A Fairford, les techniciens de la British Aircraft Corporation et de Rolls-Royce/Bristol-Siddeley achèvent la préparation du Concorde 002, qui doit reprendre ses vols à partir de la fin de cette semaine. Des essais de roulement ont déjà eu lieu et le comportement des Olympus 593-2B semble satisfaisant, ainsi que celui des nouvelles entrées d’air à géométrie variable. Rappelons que Concorde 002 avait réalisé l’an dernier 42 heures de vol en 24 sorties avant d’entrer en chantiers de modifications. ; l’appareil devrait atteindre Mach 1 vers la fin de ce mois et Mach 2 vers le trentième vol de la nouvelle série, c’est-à-dire en mai ou juin.

Photographié il y a quelques jours, voici Concorde 002 lors d’un essai point fixe

Le premier de présérie : Concorde 001 en montage final à Filton

Deux problèmes sont actuellement l’objet d’une attention soutenue : celui de la traînés en haut subsonique (Mach 0,9), régime de vol qui sera celui de l’appareil en croisière lorsque le vol supersonique ne sera pas autorisé,

et celui du sillage laissé par l’appareil au décollage et en approche. Nous reviendrons sur ce dernier problème ; en ce qui concerne le vol à Mach 0,9, il semble acquis que la consommation en carburant est très proche de celle prévue à Mach 2 ; Concorde sera donc bien un avion à deux vitesses, ayant sensiblement la même capacité de transport en subsonique et en supersonique.
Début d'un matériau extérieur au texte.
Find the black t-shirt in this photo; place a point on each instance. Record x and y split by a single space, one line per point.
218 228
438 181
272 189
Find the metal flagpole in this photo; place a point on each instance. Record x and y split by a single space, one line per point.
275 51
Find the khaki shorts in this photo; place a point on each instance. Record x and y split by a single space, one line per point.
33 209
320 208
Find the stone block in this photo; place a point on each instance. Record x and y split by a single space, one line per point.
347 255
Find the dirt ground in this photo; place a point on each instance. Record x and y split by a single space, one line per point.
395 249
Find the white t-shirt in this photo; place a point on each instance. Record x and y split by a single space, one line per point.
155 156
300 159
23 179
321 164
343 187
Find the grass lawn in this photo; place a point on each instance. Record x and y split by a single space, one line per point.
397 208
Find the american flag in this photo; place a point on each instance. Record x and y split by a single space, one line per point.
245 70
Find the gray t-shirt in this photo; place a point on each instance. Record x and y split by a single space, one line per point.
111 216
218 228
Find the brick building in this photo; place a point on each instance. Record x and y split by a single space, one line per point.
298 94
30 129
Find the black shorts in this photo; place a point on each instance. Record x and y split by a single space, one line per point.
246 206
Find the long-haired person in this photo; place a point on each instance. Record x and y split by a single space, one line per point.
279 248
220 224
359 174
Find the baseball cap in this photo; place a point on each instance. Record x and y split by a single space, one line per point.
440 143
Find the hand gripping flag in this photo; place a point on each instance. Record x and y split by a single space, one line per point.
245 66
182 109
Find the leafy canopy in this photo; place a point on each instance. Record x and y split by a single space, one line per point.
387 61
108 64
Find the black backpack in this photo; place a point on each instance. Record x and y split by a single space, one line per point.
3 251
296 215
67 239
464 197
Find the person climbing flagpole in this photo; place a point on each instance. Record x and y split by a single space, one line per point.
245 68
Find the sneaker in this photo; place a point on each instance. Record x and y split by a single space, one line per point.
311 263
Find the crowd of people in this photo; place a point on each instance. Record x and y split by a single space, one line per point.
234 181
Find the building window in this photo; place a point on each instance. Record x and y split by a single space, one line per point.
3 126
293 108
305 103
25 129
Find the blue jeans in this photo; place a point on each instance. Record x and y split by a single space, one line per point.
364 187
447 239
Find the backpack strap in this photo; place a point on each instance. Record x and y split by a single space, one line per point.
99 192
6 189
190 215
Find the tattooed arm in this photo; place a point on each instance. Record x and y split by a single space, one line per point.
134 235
Ci-dessus, les nouvelles entrées d’air à géométrie variable montées sur Concorde 002. On distingue nettement à la partie inférieure la trappe additionnelle utilisée pour capter un supplément d’air aux basses vitesses et, à l’intérieur, la première partie de la rampe, réglable en inclinaison et la lèvre de la deuxième partie de la rampe, également réglable. La position des divers éléments est également réglable. La position des divers éléments est réglée automatiquement.

La refonte des systèmes de contrôle de la circulation aérienne et la mise en service de Concorde

Lorsque les premiers Concorde entreront en service commercial régulier, ils feront partie des 250.000 mouvements d’avions par attendu à Orly, et le centre de contrôle Nord prendra en charge cette année-là plus de 700.000 mouvements ; cela correspond à un trafic double de celui enregistré en 1968. A cette époque, la première piste du nouvel aéroport de Roissy en France sera mise en service et l’on s’attend à ce que le trafic de l’aviation générale soit beaucoup plus important qu’à l’heure actuelle. L’avènement des avions de transport supersoniques n’est donc pas l’un des problèmes qui préoccupent actuellement les responsables de la circulation aérienne.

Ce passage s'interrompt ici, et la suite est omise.